Советская фантастика 80-х годов. Книга 1 (антология) - Корабельников Олег. Страница 84

Я объяснил, как мог, все, что думал на сей счет. Кажется, ей пришлась по душе мысль, что для них не существует наших пространственных условий.

— Лучше бы, Таланов, оказаться на карнизе тебе. А мне у лунных ратников,— неожиданно заключила Лерка.

Она снова извлекла пробку из сосудика и понюхала. В свете костерка ее русые волосы отливали медью. Она пристально посмотрела на меня.

— Пахнет вечными снегами. Как тогда, на леднике Туюксу...

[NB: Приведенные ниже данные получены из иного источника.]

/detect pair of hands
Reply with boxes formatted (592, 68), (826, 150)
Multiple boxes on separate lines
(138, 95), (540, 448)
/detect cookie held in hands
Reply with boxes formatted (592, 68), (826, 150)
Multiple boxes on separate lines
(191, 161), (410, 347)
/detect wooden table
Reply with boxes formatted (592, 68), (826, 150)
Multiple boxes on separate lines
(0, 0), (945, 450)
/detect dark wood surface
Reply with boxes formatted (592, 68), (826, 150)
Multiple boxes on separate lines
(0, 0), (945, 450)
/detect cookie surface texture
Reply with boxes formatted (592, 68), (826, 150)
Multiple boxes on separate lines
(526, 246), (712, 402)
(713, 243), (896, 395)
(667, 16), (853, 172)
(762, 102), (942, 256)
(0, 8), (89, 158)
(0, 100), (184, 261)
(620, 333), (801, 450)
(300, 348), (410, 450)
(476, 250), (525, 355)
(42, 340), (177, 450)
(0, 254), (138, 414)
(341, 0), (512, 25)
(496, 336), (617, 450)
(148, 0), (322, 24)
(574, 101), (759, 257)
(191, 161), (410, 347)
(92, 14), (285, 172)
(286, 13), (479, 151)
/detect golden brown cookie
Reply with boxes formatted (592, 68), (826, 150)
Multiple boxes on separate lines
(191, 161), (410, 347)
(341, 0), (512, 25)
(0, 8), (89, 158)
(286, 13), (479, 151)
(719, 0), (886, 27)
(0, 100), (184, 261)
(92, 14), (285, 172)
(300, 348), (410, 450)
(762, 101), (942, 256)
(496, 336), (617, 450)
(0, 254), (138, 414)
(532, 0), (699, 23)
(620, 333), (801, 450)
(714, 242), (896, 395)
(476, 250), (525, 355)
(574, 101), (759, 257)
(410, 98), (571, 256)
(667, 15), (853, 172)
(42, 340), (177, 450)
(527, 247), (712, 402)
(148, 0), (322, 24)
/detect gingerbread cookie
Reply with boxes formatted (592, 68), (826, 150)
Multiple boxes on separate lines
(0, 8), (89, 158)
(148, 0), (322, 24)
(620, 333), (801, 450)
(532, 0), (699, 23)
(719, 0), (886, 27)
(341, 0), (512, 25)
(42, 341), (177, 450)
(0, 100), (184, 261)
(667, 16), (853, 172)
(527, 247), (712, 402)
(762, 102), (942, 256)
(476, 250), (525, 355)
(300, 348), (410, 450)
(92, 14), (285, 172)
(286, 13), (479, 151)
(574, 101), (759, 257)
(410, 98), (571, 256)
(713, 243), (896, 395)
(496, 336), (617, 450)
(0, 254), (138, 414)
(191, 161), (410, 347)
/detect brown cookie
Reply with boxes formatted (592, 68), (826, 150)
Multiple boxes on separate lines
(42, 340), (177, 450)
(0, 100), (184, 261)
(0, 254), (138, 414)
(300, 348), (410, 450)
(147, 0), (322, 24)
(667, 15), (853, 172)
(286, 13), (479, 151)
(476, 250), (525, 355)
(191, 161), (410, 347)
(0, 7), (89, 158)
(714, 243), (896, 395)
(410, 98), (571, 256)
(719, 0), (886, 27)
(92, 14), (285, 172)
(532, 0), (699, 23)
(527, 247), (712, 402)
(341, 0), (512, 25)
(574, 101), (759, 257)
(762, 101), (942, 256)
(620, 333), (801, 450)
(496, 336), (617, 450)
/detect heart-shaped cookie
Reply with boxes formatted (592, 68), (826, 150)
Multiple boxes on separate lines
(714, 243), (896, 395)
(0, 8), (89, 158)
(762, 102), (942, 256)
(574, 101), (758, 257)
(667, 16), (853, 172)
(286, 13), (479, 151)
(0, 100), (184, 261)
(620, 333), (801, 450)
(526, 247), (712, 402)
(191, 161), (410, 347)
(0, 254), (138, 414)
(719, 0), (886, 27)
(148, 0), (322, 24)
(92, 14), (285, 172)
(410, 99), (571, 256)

В восьмом классе, впервые поднявшись на Туюксу, мы, помнится, долго разглядывали в подземной лаборатории ледовый керн — тонкий столб льда длиною метров в сорок. Как на срезе дерева, на нем пестрели годичные знаки — нет, не десятки, не сотни, а тысячи полосок. Кое-где стояли маленькие деревянные таблички с приклеенными бумажками, и на бумажках тушью от руки:

ДОГОВОР ОЛЕГА С ГРЕКАМИ... РАЗГРОМ ХАЗАРСКОГО КАГАНАТА... БИТВА НА ПОЛЕ КУЛИКОВОМ... СМУТНОЕ ВРЕМЯ... ПЕРЕХОД СУВОРОВА ЧЕРЕЗ АЛЬПЫ... БОРОДИНО... СМЕРТЬ ПУШКИНА... ОБОРОНА СЕВАСТОПОЛЯ... ПУТЕШЕСТВИЯ ПРЖЕВАЛЬСКОГО... ЦУСИМСКОЕ СРАЖЕНИЕ-ПОДВИГ ГЕОРГИЯ СЕДОВА... ПОДВИГ ЧКАЛОВА... ПОДВИГ ГАГАРИНА...

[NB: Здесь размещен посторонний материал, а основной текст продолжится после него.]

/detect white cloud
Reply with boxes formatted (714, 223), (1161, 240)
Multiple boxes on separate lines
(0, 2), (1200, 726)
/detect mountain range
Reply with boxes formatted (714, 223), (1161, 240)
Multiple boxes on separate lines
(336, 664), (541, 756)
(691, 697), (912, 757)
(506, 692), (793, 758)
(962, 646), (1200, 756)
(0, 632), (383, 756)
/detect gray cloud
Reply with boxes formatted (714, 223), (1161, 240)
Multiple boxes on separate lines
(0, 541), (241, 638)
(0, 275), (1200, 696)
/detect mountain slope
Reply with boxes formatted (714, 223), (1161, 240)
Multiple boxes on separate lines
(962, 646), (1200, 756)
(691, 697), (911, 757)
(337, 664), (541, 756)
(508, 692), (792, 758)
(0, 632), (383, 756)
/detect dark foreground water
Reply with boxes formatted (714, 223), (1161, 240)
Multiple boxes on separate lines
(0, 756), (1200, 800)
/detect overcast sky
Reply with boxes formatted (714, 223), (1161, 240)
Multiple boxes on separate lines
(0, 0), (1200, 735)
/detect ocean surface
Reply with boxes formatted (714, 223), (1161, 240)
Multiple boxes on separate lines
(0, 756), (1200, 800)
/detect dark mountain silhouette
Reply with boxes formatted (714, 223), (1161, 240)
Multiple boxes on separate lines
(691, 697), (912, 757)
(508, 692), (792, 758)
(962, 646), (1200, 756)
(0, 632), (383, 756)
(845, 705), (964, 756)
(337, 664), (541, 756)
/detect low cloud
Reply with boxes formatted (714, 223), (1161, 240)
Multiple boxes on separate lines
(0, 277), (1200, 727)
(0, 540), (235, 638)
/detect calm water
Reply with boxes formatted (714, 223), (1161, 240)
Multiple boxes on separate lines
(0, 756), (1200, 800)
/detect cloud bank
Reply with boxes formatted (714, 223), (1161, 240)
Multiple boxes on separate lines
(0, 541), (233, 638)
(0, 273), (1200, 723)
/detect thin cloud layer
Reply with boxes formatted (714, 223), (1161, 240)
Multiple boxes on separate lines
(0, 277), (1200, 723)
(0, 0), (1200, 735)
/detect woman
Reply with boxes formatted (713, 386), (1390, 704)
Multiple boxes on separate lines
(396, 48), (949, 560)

Таблички поставил одноногий старик гляциолог, похожий на волхва. Последние тридцать лет он безвылазно жил среди вечных снегов, рисовал акварели — фиолетовое небо, звезды, льды, слепящие взрывы лавин — и даже умудрялся кататься на лыжах.

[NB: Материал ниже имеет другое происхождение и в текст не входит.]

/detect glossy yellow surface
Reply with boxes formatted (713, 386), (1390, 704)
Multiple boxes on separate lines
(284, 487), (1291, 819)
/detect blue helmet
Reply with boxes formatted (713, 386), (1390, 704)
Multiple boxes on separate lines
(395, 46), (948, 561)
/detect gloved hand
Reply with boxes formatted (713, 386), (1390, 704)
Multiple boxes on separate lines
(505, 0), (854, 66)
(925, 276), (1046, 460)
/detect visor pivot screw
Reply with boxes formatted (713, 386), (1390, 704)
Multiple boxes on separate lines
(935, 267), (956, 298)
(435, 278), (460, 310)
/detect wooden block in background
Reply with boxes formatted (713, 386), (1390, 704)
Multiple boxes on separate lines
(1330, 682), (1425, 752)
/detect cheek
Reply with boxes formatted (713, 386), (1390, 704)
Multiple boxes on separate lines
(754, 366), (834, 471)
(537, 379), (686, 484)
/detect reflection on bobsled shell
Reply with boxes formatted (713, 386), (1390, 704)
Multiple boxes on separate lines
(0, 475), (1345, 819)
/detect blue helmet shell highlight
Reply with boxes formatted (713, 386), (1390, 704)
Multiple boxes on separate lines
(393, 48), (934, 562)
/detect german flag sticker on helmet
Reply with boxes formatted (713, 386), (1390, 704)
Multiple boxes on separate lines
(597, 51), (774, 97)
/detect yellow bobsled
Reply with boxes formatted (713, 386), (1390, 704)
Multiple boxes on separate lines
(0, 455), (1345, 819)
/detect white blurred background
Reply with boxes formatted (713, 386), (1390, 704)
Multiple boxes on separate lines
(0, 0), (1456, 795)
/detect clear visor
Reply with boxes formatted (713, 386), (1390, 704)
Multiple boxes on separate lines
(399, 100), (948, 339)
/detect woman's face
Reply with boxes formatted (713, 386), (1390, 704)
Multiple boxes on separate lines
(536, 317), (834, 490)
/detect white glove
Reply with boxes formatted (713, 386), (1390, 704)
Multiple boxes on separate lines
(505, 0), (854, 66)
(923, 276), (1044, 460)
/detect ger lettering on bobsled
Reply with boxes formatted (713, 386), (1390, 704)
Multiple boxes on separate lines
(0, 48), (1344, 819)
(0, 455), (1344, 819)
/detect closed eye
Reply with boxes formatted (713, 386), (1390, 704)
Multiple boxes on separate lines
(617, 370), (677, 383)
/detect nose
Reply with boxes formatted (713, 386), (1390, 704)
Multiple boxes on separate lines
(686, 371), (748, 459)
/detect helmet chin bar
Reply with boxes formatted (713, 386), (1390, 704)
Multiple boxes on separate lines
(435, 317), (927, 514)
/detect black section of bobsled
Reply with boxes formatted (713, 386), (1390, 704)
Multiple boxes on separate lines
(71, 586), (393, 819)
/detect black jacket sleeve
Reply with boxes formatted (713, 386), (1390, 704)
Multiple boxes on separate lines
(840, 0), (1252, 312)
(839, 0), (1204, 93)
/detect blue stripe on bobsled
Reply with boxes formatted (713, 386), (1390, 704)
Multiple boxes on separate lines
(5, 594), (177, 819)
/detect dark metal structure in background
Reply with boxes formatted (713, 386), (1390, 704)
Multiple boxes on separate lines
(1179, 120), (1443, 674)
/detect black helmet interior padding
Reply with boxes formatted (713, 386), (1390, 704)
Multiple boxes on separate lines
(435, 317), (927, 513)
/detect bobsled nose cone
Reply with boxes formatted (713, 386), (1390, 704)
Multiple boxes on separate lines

У самого края керна мы с Леркой отыскали свой год рождения. До этого нам и в голову не приходило, что время что-то оставляет про запас: тают льды, уплывают вешние воды, ветер сдувает лепестки цветущих лип, умирают в земле опавшие листья. Все исчезает, чтобы явиться вновь, бесконечно повторяясь. Оказывается, не все. Я из-за дерева бросаю в тебя снежок, а он пересекает линию света и тьмы и становится частью этого керна вместе с омертвевшими каплями из недопитого бокала Моцарта. А в твоем альбоме остается листок пирамидального тополя, под которым мы впервые поцеловались. Меняю все блага мира на полузабытую июльскую радугу, под который ты бежала ко мне с букетом ромашек...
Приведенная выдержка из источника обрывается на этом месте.